The showrunners, creative talent, and fans often view this as the unofficial series finale, and it is the episode you should end on. Everything this show was about culminates in Carol O’Connor’s wrenching performance of a man whose entire life was driven by fear put into him by the one person he should have been able to trust. Fueled by the alcohol they are drinking for comfort, Archie tells an even worse story about his father locking him in a closet for seven hours to “teach him a lesson.” The parallels for Mike are apparent, his clumsiness that ended up putting him as close to Archie as he could get has taught him a lesson. Archie passes out from the exhaustion of work and the alcohol. Without a word, we see in Mike’s eyes that he understands now, that Archie is just as broken as everyone else. The duo has been using a dirty tarp as a blanket, and Mike tucks Archie in, gazing down at him like the loving father he never had. We fade to black.
I hope one day we have a show as necessary, influential, and still as funny as All in the Family was. There were many spinoffs, but I expected that as good as they were nothing can top the original. Norman Lear is a national treasure, and he’s still with us at 97. He’s recently produced the Netflix reboot of his sitcom One Day at Time, another show focusing on working-class people, this time a Latina single mother. If anyone of us should be gifted with immortality, let it be Lear who defies the stereotypes of close-minded elders. He’s old enough to be my great-grandfather and is still more progressive and leftist than my parents.

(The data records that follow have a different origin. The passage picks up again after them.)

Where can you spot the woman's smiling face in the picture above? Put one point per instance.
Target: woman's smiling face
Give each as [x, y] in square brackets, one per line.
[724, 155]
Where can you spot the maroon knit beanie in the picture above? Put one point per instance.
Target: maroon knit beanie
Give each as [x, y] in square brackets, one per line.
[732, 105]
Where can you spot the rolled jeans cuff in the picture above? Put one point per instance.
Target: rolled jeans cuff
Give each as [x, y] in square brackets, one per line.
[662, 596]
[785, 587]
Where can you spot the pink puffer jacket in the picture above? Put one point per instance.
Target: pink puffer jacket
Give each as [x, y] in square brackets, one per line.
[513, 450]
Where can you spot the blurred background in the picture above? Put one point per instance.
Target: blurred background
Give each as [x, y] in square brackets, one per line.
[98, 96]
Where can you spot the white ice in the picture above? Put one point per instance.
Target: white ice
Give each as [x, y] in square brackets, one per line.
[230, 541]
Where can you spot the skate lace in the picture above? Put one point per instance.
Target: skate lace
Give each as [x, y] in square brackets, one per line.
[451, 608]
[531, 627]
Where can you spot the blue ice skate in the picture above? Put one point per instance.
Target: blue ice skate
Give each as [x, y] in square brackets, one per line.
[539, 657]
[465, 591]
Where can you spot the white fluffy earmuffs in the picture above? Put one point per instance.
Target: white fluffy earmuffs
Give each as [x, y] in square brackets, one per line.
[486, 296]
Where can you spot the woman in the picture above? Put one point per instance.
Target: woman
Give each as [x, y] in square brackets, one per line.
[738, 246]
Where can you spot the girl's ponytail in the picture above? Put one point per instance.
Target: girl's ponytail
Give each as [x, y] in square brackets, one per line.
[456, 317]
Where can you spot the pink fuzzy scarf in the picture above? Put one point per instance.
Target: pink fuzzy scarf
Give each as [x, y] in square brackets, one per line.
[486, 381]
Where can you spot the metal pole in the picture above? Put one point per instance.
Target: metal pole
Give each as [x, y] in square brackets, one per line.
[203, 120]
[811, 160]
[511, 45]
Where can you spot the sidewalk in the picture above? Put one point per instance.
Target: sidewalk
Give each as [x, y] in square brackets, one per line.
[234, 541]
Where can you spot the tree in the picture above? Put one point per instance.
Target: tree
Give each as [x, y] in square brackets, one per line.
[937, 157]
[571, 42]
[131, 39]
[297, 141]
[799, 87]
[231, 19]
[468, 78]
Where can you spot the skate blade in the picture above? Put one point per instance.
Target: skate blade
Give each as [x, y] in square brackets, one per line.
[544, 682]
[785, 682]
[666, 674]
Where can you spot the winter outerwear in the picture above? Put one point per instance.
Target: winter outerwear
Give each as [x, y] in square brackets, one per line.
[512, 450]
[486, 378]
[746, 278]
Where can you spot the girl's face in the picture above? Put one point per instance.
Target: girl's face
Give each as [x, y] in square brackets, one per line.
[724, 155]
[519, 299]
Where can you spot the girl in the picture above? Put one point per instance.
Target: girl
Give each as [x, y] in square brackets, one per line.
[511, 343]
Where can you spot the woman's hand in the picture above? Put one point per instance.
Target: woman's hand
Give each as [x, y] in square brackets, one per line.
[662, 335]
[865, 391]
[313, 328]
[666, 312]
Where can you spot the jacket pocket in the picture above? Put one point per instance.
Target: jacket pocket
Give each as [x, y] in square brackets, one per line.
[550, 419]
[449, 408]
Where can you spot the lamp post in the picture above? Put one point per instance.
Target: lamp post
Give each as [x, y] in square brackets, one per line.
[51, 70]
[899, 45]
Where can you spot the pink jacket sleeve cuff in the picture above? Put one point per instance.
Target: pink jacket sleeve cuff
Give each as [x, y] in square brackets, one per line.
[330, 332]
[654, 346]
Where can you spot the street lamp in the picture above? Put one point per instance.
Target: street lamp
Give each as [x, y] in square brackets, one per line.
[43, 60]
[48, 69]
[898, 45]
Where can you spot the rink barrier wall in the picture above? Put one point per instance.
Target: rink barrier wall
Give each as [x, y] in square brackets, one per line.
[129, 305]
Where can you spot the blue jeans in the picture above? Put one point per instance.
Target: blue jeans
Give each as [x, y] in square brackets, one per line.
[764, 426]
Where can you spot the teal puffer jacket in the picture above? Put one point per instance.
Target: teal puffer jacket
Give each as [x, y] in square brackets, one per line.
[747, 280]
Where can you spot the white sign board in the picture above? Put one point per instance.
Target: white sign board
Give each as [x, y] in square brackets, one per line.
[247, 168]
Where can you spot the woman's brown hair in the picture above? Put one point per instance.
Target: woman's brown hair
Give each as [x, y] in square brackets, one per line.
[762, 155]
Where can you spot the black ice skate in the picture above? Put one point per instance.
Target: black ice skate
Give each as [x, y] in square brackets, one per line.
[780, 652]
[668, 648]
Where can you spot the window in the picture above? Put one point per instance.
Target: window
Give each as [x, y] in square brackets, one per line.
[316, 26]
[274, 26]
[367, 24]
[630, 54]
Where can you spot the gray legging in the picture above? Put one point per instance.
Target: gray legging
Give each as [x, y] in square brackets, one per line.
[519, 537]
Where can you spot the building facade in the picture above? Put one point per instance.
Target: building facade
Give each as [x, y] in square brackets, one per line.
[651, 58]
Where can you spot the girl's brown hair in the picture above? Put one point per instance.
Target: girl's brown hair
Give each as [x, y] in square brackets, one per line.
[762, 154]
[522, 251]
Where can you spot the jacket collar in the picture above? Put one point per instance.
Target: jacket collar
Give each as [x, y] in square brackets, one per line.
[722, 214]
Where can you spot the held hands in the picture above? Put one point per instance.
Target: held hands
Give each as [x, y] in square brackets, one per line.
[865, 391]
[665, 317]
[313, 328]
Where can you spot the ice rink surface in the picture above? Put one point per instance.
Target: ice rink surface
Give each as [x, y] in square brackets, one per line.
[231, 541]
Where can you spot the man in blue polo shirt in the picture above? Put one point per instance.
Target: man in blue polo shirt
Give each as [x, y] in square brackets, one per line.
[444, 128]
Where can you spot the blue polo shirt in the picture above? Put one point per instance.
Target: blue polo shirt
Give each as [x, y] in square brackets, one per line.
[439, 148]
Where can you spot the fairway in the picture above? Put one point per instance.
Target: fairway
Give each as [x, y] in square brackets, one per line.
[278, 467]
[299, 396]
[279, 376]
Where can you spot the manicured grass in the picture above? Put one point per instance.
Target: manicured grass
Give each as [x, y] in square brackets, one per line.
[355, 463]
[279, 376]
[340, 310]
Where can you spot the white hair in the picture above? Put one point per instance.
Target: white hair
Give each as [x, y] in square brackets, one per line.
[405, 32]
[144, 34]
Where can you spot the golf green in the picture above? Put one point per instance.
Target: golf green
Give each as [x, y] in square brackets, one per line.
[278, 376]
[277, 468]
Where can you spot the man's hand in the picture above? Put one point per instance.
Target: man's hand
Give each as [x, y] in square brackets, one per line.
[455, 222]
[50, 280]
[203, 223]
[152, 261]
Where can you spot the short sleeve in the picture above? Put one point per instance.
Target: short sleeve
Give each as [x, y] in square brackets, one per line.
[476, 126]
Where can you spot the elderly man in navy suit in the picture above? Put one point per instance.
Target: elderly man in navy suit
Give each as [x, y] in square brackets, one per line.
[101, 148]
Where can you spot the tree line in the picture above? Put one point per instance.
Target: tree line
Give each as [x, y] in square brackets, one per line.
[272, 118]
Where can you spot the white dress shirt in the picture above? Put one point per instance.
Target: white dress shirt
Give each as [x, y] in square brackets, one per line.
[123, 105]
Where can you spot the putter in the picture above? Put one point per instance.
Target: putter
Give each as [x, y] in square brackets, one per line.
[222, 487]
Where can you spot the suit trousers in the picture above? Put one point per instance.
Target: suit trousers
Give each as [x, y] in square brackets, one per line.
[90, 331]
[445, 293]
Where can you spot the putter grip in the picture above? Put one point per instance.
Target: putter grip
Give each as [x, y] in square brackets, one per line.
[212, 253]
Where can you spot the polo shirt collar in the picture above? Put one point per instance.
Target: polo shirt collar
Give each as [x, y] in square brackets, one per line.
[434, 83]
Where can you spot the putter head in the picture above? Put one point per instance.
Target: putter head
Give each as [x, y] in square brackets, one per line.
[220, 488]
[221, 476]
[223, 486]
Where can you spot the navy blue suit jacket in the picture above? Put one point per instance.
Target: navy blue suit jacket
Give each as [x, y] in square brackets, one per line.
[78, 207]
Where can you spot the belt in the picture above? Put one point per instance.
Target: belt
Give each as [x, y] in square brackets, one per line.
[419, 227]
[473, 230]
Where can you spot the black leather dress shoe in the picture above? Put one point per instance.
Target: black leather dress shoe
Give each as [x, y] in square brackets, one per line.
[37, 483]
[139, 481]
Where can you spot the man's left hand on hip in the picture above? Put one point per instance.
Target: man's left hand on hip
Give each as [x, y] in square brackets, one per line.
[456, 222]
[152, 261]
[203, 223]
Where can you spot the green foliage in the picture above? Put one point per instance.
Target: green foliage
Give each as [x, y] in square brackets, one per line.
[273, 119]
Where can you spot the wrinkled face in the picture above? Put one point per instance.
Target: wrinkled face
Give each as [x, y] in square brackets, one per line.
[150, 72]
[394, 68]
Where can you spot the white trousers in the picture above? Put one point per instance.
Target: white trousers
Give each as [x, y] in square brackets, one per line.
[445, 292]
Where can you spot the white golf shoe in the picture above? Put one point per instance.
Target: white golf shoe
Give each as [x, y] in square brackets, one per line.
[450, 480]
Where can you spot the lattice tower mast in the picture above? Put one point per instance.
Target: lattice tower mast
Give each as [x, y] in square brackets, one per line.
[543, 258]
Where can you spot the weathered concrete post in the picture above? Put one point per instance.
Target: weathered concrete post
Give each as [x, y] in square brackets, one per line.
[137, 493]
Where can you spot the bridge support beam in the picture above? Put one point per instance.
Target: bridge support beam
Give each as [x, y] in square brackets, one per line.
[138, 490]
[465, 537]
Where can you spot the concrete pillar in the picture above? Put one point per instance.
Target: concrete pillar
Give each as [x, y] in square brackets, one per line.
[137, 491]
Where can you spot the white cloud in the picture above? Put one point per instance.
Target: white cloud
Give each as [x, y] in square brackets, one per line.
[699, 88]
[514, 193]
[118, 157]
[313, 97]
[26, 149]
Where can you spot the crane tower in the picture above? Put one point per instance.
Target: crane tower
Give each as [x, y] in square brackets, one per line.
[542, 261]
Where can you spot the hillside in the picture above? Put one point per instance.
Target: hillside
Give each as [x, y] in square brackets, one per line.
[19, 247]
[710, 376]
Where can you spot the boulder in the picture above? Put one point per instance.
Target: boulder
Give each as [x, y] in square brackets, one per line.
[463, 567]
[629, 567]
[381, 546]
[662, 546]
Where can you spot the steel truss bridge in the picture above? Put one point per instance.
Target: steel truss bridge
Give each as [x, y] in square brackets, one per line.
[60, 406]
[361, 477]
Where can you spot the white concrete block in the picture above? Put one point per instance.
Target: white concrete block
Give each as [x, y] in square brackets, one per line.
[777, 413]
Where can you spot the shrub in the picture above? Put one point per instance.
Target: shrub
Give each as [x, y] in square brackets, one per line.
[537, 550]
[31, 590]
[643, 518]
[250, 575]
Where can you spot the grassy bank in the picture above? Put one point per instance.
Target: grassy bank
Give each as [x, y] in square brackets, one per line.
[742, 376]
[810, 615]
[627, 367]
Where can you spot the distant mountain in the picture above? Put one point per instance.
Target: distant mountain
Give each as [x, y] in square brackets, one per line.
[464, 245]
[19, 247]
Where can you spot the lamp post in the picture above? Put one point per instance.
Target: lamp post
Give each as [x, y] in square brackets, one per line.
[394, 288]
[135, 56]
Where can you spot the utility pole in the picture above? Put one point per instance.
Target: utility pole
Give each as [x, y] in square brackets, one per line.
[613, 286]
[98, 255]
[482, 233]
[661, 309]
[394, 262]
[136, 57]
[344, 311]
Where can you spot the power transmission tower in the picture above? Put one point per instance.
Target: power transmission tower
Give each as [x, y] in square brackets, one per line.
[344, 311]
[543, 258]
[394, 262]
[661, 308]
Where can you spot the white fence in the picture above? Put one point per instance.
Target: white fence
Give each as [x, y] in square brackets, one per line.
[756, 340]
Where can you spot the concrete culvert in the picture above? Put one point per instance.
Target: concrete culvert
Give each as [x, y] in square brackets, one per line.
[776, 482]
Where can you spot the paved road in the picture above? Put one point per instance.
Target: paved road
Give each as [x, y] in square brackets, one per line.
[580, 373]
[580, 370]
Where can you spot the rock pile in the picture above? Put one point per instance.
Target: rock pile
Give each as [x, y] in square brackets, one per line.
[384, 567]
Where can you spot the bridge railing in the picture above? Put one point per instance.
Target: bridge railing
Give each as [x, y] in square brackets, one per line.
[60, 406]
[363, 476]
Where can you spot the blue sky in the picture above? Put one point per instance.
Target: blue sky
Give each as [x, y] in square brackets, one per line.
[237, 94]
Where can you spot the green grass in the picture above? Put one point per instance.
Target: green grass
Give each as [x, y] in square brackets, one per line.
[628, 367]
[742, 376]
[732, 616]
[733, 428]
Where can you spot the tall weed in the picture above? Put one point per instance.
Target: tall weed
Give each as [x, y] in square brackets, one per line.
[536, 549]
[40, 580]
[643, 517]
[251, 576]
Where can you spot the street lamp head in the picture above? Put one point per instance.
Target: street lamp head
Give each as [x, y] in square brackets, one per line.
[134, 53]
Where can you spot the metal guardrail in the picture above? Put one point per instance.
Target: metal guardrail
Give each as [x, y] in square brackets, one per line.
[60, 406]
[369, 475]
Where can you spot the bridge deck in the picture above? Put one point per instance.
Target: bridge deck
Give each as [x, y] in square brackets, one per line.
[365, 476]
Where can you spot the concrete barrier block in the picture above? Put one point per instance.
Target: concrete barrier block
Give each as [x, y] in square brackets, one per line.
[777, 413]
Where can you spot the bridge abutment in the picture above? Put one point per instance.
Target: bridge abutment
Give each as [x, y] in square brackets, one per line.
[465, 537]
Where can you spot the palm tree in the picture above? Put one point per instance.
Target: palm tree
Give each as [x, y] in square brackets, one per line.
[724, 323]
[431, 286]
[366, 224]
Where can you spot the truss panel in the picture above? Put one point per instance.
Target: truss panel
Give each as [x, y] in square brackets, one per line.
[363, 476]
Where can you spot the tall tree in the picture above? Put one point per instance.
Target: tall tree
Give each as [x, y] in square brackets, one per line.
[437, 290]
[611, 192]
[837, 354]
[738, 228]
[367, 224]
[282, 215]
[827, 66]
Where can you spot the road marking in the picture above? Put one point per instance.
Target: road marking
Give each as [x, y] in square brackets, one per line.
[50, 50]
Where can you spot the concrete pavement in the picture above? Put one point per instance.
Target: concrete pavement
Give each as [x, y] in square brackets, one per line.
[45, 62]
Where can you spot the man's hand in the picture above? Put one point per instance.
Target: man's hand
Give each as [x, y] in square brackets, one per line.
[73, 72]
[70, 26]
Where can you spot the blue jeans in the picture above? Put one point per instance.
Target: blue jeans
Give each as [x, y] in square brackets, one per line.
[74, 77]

Caroll O’Connor and Jean Stapleton left us in 2001 and 2013, respectively. Oh, how I have grown to love them both. These are sort of performers that make drama and theater so invigorating. They were unafraid to go where ever the story and characters needed them to be. As a result, Archie and Edith are two of the most real characters I’ve ever seen on television. I know there have been attempts at doing live remakes recently, but I just can’t imagine anyone else doing as good a job.
The good thing about only watching Best Of episodes is I still have nearly 150 episodes I haven’t seen yet that I can visit whenever I feel the urge to see what the Bunkers might be up to. If you have never watched this series, I cannot recommend it highly enough, it is the sort of thing that feeds the soul with what it truly needs.